Dehydrocyclization–cracking of methyl oleate by Pt catalysts supported on a ZnZSM-5–Al2O3 hierarchical composite

Abstract

The dehydrocyclization–cracking of methyl oleate was performed by ZnZSM-5–Al₂O₃ hierarchical composite-supported Pt catalysts in the range of 450–550 °C under 0.5 MPa hydrogen pressure. Most catalysts converted methyl oleate completely and produced aromatics with more than 10 wt% yield as well as valuable fuels even at 450 °C. The reactivity of catalysts changed remarkably depending on the addition method of Pt, while supporting Pt of 0–0.16 wt% did not affect the pore structure of each catalyst.
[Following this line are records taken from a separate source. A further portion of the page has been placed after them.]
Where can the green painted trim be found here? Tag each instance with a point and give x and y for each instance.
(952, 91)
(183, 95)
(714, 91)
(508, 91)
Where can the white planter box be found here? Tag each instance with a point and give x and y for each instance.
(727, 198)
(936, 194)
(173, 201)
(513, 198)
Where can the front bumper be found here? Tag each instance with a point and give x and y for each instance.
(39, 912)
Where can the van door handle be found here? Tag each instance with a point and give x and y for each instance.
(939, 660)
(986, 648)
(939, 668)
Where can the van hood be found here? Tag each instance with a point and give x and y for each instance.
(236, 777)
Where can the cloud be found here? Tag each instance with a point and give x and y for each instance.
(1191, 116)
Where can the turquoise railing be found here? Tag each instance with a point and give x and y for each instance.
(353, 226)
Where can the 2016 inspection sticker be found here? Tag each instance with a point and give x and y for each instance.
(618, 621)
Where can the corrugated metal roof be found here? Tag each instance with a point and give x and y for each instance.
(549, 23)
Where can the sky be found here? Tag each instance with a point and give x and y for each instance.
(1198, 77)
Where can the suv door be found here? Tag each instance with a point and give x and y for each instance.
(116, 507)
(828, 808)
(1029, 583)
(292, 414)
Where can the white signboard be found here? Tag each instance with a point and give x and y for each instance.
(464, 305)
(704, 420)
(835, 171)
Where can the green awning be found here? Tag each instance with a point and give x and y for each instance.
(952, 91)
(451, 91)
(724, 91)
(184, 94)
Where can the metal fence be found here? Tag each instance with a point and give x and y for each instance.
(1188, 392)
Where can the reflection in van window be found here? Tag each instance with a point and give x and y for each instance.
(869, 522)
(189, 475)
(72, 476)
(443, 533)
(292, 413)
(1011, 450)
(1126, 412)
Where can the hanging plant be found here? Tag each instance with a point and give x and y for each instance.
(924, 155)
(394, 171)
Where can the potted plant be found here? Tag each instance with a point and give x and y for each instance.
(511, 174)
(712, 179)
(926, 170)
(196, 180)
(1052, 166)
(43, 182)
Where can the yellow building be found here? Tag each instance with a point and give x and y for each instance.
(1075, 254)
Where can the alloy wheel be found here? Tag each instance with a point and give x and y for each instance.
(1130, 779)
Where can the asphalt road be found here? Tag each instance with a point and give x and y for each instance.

When Pt was introduced into the composite support by the conventional impregnation method, remarkable hydrocracking proceeded through the decarboxylation and decarbonylation of methyl oleate and the successive conversion of C17 fragments and gave the significant amounts of gaseous products. Nevertheless, the selectivity for the aromatics of the gasoline fraction was relatively high and the yields of aromatics reached maximum 19% at 500 °C under 0.5 MPa, suggesting that gaseous olefins would be cyclized through the Diels–Alder reaction on ZnZSM-5 in the composite support. In contrast, when Pt was introduced into catalysts by ion-exchange with ZnZSM-5, the significant conversion of methyl oleate was inhibited and produced liquid fuels in a wide range.